AFRIQUE/LIBÉRIA - Changement au sommet, urgences pour le nouveau président

samedi, 25 novembre 2023 politique   eglises locales  

Monrovia (Agence Fides) - Depuis quelques jours, la République du Liberia a un nouveau président. Il s'agit de Joseph Nyuma Boakai, 78 ans, ancien vice-président qui, à l'issue d'un second tour de scrutin - nécessaire étant donné que le premier n'avait pas permis de dégager une majorité de voix dans le face-à-face avec le président sortant George Weah - l'a emporté avec 50,64% des voix (49,36% pour Weah).
Ce résultat intervient à l'issue d'un très long processus électoral qui est passé par un premier tour tenu le 10 octobre, 38 jours avant le second, où Weah et Boakai sont arrivés avec un écart dérisoire : 43,8 % et 43,4 % respectivement.
L'élection, il y a six ans, du premier footballeur africain à remporter le Ballon d'Or, visage bien connu des Libériens mais néophyte absolu en politique, avait suscité de grands espoirs de changement dans un pays qui sort encore d'une période très dure marquée par deux guerres civiles consécutives et l'épidémie d'Ebola de 2014-2016.
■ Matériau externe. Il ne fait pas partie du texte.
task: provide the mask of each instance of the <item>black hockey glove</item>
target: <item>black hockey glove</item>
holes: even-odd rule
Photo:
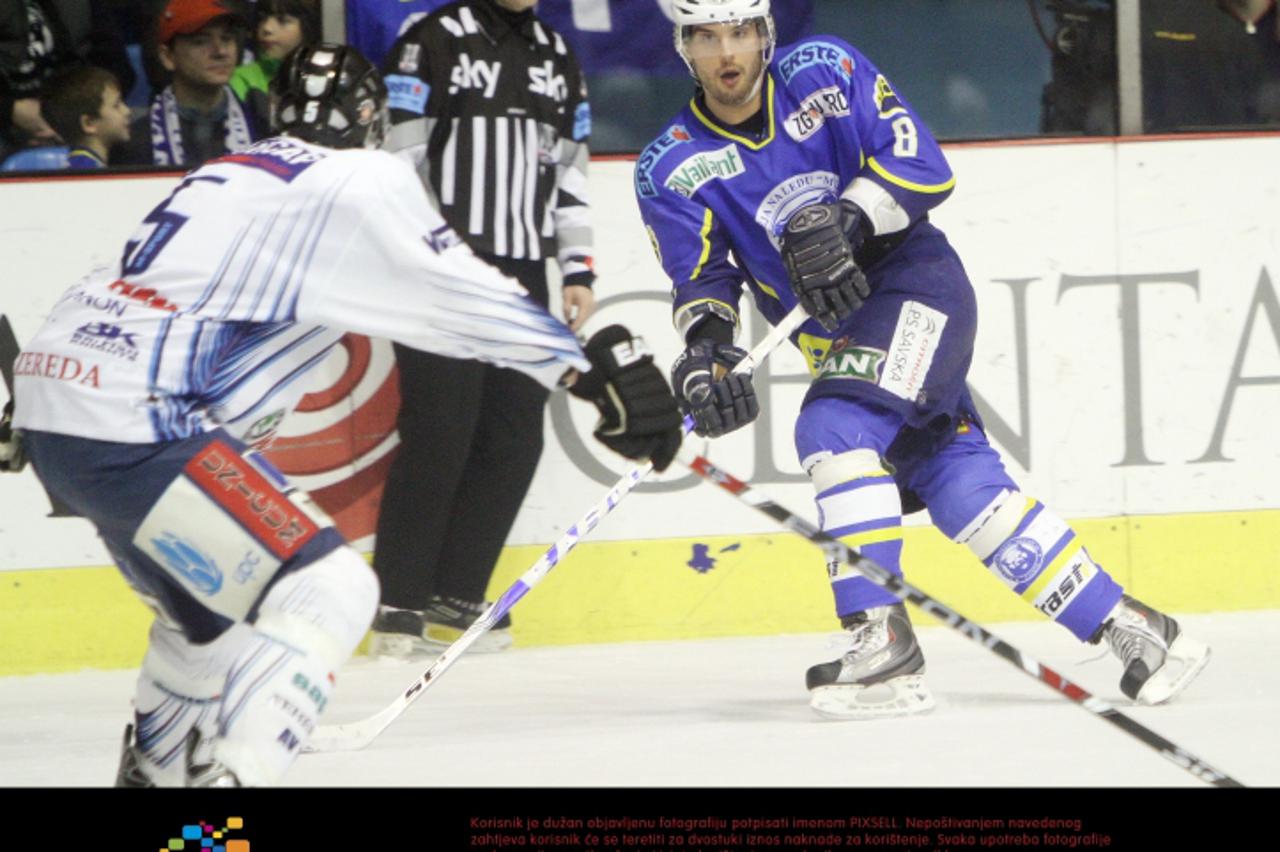
[[[627,458],[667,469],[685,436],[684,418],[644,340],[621,325],[596,331],[584,347],[590,372],[568,391],[600,409],[595,438]]]
[[[864,217],[852,202],[808,205],[782,232],[782,262],[791,288],[827,331],[835,331],[870,296],[854,260],[856,246],[850,243],[850,234],[861,243]]]
[[[746,357],[746,352],[727,343],[696,340],[671,367],[680,409],[694,418],[694,431],[703,438],[719,438],[746,426],[760,413],[750,372],[730,372],[716,379],[716,367],[726,371]]]
[[[13,400],[5,403],[0,414],[0,471],[17,473],[27,467],[27,454],[22,452],[22,432],[13,427]]]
Le peuple libérien est mathématiquement divisé en deux par le nouveau changement au sommet. Le Père Lorenzo Snider, missionnaire SMA, curé de la paroisse St John Vianney à Foya, nous éclaire sur les incertitudes qui pèsent sur le chemin de la réconciliation nationale dans un pays qui a connu d'âpres guerres civiles, expérimenté le phénomène des enfants soldats et vu son économie s'effondrer
Les catholiques représentent environ 7,5 % de la population.
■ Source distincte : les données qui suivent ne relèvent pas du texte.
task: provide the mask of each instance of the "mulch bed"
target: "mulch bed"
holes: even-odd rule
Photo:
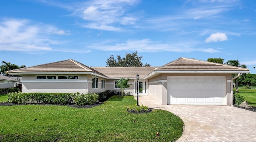
[[[148,111],[133,111],[133,110],[128,110],[128,109],[127,109],[127,111],[132,113],[149,113],[152,111],[152,109],[150,108],[148,108],[149,110]]]
[[[27,104],[14,104],[14,103],[10,103],[10,102],[1,102],[1,103],[0,103],[0,106],[15,106],[15,105],[60,105],[60,106],[68,106],[72,107],[74,107],[74,108],[92,108],[92,107],[93,107],[98,106],[99,106],[100,105],[102,105],[102,104],[103,104],[103,103],[100,102],[100,103],[98,103],[98,104],[97,104],[87,105],[84,105],[79,106],[79,105],[48,105],[48,104],[45,104],[45,105]]]
[[[256,107],[255,107],[255,106],[252,106],[252,108],[244,108],[244,107],[243,107],[239,106],[237,106],[236,105],[234,105],[234,106],[235,106],[235,107],[239,108],[246,109],[246,110],[248,110],[256,112]]]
"Cette période, rapporte le père Snider, a été caractérisée par un sentiment de grande appréhension de la part de tous. Le souvenir de la guerre civile est encore vivant dans les esprits, les cœurs et les corps de beaucoup. Le risque d'une reprise du conflit était perçu comme très actuel. La tension n'a cessé de croître au fil des jours, avec des déclarations et des discours sur les radios locales, et des rumeurs sur la création de groupes paramilitaires. La poignée de voix qui séparait le président Weah de son adversaire à l'issue du premier tour laissait présager la possibilité d'un résultat contesté. En général, cependant, le bon sens l'a emporté et le moment post-électoral n'a pas connu d'escalade de la violence. Seuls quelques incidents, par exemple dans un district proche d'ici, à Vahun, où des sympathisants des deux groupes politiques se sont affrontés et où quelques personnes ont été blessées".
Le décompte étant presque terminé, le président sortant George Weah a déclaré : "Mon parti a perdu mais le Liberia a gagné" et a fait des déclarations de détente qui ont été reprises par Boakai, qui a d'abord remercié le désormais ancien président et a ensuite ajouté que la reconnaissance de la défaite avait empêché un retour aux armes. Les déclarations du président Weah, a repris le père Lorenzo, étaient plus que providentielles et opportunes. Elles sont la véritable clé de la paix. Avec un avant et un après. Avant la peur et la tension, après les scénarios ont radicalement changé, les différents leaders du gouvernement et de l'opposition se sont alignés, le langage a changé et il y a un air de paix dans le pays. Maintenant s'ouvre le vaste champ de la réconciliation, sur lequel il faut travailler, surtout au niveau local et communautaire. Le résultat des élections, comme nous l'avons mentionné, qui a vu les deux camps s'équilibrer pratiquement et Joseph Boakai l'emporter d'une courte tête, montre la profonde division du pays.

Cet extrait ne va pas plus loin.